Model Details (The Guts)
Darya (Russian Model) - More Stable
Generally more controlled than the English one. That's also why in terms of acoustic quality it should sound much better.
- Setup: Non-End-to-End (separate steps).
- Components:
- Style Encoder: Conformer-based.
- Duration Predictor: Conformer-based (with cross-attention).
- Semantic Encoder:
RuModernBERT-base
(for text-guidance). - Diffusion Sampler: **Yes**.
- Vocoder: RiFornet
- Training: ~200K steps on ~320 hours of Russian data (mix of conversation & narration, hundreds of speakers).
- Size: Lightweight (~< 200M params).
- Specs: 44.1kHz output, 128 mel bins.
Kalliope (English Model) - Wild
More expressive potential, but also less predictable.

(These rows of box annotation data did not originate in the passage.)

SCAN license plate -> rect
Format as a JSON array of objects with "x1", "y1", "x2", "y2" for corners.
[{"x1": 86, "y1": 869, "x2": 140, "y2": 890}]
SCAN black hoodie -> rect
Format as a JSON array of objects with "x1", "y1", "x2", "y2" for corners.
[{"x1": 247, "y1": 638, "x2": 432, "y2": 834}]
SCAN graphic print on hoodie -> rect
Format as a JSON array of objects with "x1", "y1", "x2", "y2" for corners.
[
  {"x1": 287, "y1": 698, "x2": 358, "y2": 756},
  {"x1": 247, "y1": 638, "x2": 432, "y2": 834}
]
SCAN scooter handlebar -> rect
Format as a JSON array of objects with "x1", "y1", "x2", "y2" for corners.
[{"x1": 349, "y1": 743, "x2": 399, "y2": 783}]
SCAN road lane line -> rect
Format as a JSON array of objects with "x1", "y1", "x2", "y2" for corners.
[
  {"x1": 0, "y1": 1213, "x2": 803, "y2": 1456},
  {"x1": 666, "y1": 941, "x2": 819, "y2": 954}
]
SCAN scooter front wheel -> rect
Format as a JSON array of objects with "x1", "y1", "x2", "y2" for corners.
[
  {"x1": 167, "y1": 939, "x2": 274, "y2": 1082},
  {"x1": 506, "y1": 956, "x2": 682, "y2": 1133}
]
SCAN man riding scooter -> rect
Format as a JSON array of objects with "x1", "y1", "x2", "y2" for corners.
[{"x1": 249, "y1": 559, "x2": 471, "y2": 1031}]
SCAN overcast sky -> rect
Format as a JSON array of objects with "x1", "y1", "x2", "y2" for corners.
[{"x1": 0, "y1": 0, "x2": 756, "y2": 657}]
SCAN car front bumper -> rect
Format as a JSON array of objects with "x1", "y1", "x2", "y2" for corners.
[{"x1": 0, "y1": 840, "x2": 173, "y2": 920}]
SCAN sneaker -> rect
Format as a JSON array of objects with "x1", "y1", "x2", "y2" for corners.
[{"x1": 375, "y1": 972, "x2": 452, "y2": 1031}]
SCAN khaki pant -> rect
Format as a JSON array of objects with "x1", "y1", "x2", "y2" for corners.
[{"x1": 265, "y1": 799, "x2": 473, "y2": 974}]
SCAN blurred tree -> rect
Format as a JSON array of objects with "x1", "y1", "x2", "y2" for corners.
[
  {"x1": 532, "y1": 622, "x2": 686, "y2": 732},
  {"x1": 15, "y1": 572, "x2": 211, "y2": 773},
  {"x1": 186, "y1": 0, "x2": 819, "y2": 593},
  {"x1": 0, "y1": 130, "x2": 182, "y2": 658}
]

Showed signs of overfitting on the noisy data.
- Setup: Non-End-to-End.
- Components:
- Style Encoder: Conformer-based.
- Text Encoder:
ConvNextV2
. - Duration Predictor: Conformer-based (with cross-attention).
- Acoustic Decoder: Conformer-based.
- Semantic Encoder:
DeBERTa V3 Base
(for text-guided). - Diffusion Sampler: Yes.
- Vocoder: RiFornet.
- Training: ~100K steps on ~300-400 hours of very complex & noisy English data (conversational, whisper, narration, wide emotion range).
- Size: Bigger (~1.2B params total, but not all active at once - training was surprisingly doable). Hidden dim 1024, Style vector 512.
- Specs: 44.1kHz output, 128 mel bins (but more than half the dataset were 22-24khz or even phone-call quality)
More details might show up in a blog post later.